Shanghai hosts the country's first ever gay pride festival, a bit uneasily.

Drag queen performers get ready to take part in mainland China's first Gay Pride week at a bar in Shanghai June 13, 2009. (Nir Elias/Reuters)

HONG KONG — If the 2008 Olympic Games was Beijing’s coming-out party, last week it was finally Shanghai’s turn. The city of 20 million held the country’s first ever gay pride festival.

Shanghai Pride featured seven days of film screenings, plays and panel discussions capped, on June 13, by a blowout bash. There were drag shows, drumming and (symbolic) same-sex weddings. But there was no parade. Public gatherings are verboten, and organizers decided it wasn’t worth the risk.
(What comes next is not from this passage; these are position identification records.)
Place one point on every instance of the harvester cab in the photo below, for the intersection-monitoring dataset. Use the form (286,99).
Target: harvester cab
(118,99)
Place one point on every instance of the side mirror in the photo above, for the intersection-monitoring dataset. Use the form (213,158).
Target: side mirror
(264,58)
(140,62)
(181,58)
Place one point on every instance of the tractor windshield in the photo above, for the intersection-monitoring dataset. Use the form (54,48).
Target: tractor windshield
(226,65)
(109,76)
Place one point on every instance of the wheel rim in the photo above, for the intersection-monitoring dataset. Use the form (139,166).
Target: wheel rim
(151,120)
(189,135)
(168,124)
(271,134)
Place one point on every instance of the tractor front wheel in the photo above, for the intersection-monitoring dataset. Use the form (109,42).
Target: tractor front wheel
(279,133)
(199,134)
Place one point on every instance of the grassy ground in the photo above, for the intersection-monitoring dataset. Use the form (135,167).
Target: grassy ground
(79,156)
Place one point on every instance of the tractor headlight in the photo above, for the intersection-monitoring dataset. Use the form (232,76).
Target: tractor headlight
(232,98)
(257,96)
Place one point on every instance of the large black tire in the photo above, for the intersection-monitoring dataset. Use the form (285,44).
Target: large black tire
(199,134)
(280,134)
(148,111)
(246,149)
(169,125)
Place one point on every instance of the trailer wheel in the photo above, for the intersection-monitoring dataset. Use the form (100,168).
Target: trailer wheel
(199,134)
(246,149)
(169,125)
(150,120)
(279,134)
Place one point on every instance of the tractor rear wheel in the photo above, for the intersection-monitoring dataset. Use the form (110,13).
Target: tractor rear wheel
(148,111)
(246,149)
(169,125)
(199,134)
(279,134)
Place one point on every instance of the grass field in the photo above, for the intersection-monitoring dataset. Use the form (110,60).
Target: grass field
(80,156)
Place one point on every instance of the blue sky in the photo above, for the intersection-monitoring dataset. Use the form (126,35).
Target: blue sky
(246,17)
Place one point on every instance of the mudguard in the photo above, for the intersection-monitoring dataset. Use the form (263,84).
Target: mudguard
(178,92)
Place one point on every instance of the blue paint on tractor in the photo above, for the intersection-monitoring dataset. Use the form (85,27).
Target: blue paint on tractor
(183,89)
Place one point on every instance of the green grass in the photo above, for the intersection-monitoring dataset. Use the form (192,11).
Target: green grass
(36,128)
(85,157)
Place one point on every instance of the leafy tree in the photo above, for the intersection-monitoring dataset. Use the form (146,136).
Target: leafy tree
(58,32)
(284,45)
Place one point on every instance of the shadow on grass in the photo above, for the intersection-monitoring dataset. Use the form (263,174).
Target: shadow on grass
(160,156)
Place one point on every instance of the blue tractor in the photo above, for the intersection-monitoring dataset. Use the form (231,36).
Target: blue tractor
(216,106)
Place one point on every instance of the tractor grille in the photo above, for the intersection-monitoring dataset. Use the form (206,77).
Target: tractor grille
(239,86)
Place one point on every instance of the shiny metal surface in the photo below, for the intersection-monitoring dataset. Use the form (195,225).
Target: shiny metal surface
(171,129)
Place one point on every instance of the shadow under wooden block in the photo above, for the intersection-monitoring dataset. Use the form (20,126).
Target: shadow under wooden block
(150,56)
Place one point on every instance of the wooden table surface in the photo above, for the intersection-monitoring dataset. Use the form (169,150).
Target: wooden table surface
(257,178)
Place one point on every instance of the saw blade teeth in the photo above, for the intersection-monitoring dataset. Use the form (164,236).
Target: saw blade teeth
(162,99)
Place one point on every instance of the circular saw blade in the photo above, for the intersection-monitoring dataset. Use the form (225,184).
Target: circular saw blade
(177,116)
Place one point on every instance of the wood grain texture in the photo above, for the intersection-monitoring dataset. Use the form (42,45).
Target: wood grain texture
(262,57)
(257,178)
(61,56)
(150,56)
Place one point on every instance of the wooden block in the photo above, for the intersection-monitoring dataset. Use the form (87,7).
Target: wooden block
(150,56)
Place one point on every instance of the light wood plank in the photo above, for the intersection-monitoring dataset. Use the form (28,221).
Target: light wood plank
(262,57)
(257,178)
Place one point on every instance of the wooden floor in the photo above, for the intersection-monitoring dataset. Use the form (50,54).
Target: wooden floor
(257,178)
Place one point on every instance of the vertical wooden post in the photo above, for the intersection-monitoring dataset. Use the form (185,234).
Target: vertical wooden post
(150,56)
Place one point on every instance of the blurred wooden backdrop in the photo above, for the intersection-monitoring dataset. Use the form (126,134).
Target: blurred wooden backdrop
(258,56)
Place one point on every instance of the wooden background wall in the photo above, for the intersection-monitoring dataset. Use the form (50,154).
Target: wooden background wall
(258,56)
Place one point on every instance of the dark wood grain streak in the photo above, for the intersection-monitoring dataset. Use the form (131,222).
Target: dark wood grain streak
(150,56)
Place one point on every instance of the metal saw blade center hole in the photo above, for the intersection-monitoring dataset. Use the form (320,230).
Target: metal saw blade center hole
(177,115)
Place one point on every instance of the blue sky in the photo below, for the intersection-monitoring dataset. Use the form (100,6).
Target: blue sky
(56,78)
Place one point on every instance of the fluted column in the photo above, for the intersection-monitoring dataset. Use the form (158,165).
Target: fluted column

The event was a victory for Shanghai activists and, they hope, a step toward gay rights in China. But it is not, as one observer put it, the great leap forward. The parade problem points to Beijing’s ambivalence toward the very notion of pride. “In today’s China you can be gay,” explained Bin Xu, a veteran LGBT campaigner. “But you can’t be political.”

Though references to same-sex pairings dot the Chinese literary cannon, the People’s Republic has taken a hard line on homosexuality. Sodomy was decriminalized in 1997, but it was not until 2001 that the Chinese Psychiatric Association ruled homosexuality was not, in fact, a mental illness. For the majority of China’s estimated 30 million homosexuals, discrimination, isolation and stigma persist.

Still, many were surprised that a pride parade was considered politically sensitive in China’s cosmopolitan commercial capital. Shanghai, like many Chinese cities, has a vast and vibrant gay scene that operates with little interference from Beijing. The government’s hands-off approach is sometimes called the Triple No Policy: no approval, no disapproval, no promotion. It is the Chinese equivalent of "don’t ask don’t tell," an opaque tactic that critics claim leaves both activists and ordinary people caught in an invisible web of rules that dictate when and how you can and — or can’t — be gay.

Xu, who founded Common Language, a grassroots gay rights group, has been caught in that web for the better part of 10 years. She calls the difference between the China of the late 1990s and the China of today “the difference between sky and earth” for gays and lesbians. But, she said, sometimes the old rules, or no rules, apply.

Shanghai Pride’s predecessors certainly found this true. In 2005, a group led by outspoken Chinese filmmaker Cui Zi'en tried, unsuccessfully, to organize a gay rights festival in Beijing. The organizers were trailed by police and prospective venues were repeatedly shut down. The police often cited fire code violations, or licensing problems. “No matter where we moved,” Xu said, “they always found some problem.”